Irrigation plays an important role in endodontic treatment. Irrigants are used mainly during shaping and cleaning of the root canal system so as to facilitate the removal of microorganisms, tissue debris, and dentinal chips from the root canal space during and after instrumentation through a flushing mechanism. The efficiency of an irrigant in removing the smear layer directly influences the bond of the sealer to root dentin as it may act as a barrier between the root canal wall and the filling material.[15],[16] After thorough irrigation, the sealer penetrates the dentinal tubules, which prevent the obturating material being used within the canal from being expelled.[15] Increased sealer penetration has been suggested as a mechanism that entombs any remaining bacteria preventing residual microorganisms from repopulating the canal space.[16] Therefore, for efficient removal of the smear layer and increase in bonding of sealers, chemical agents such as 17% ethylenediaminetetraacetic acid (EDTA), citric acid, mixture of a tetracycline isomer, an acid, and a detergent, and maleic acid (MA) have been used in the field of endodontics.[17],[18] In vitro studies have shown that 17% EDTA is a gold standard and widely used to remove the smear layer. 17% EDTA as a final irrigant has shown to increase the shear bond strength of AH Plus sealer to root canal dentin.[19]

Final irrigation using 7% MA has proven to be more effective than 17% EDTA in smear layer removal, especially from the apical third of the root canal system, which is an important part for disinfection.[20] It has also proven to be less cytotoxic when compared to 17% EDTA.[19] 7% MA also produces increased surface roughness in the walls of the root canal as compared to 17% EDTA. This rough surface produced plays a crucial role in micromechanical bonding of resin-based sealers.[21]

Till date, no studies have evaluated the effect of EDTA and MA irrigation on the shear bond strength of EpoSeal Plus sealer to root canal dentin. Hence, the aim of the present study was to evaluate the effect of 17% EDTA and 7% MA on the shear bond strength of EpoSeal Plus sealer to root canal dentin.
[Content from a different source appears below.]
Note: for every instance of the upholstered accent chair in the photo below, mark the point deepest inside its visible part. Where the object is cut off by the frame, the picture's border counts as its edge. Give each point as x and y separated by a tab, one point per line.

  Materials and Methods Top


Specimen preparation

After acquiring ethical clearance (IEC-719/2017) from the institutional ethical committee, 21 extracted single-rooted human central incisors were selected. The exclusion criteria included teeth with previous history of root canal treatment, curved roots, and open apices. The teeth were evaluated using dental operating microscope (×10) (ZEISS OPMI, Oberkochen, Germany) to ensure that they were free of any fracture and cracks.[22] The soft-tissue debris on the surfaces of the roots was cleaned using scaling instruments, and the specimens were stored in 0.9% saline containing 0.2% sodium azide (Millipore Sigma, St. Louis, MO, USA) at 4°C until use. The acquired teeth samples were then decoronated at the cementoenamel junction to standardize the root length to 15 mm with high-speed diamond disc (Horico Dental, Berlin, Germany) using water as a coolant. The roots were then divided into a test group (n = 15) and a control group (n = 6). In the test group, each of the 15 roots was longitudinally split into two halves to obtain 30 halves. Sections of the same root were used for the comparative evaluation of shear bond strength for the two different test groups. The roots in the control group were also longitudinally split into 12 halves. Later, each half of the root in the test and control groups were further split into three sections, coronal third, middle third, and apical third with longitudinal dimension of 5 mm each. Each sample was then embedded in dental stone blocks. By abrading the surface of each sample using a 400-grit silicon carbide paper for 20 s, a smear layer was created over it. Specimens were then treated in the following manner.

Irrigation regimen

Group 1 (control): The coronal (n = 12), middle (n = 12), and apical thirds (n = 12) were irrigated with 5 mL of 2.5% sodium hypochlorite (NaOCl) for 1 min, followed by 0.9% saline (5 mL for 1 min). Later, each specimen was irrigated with 5 mL of distilled water for 1 min.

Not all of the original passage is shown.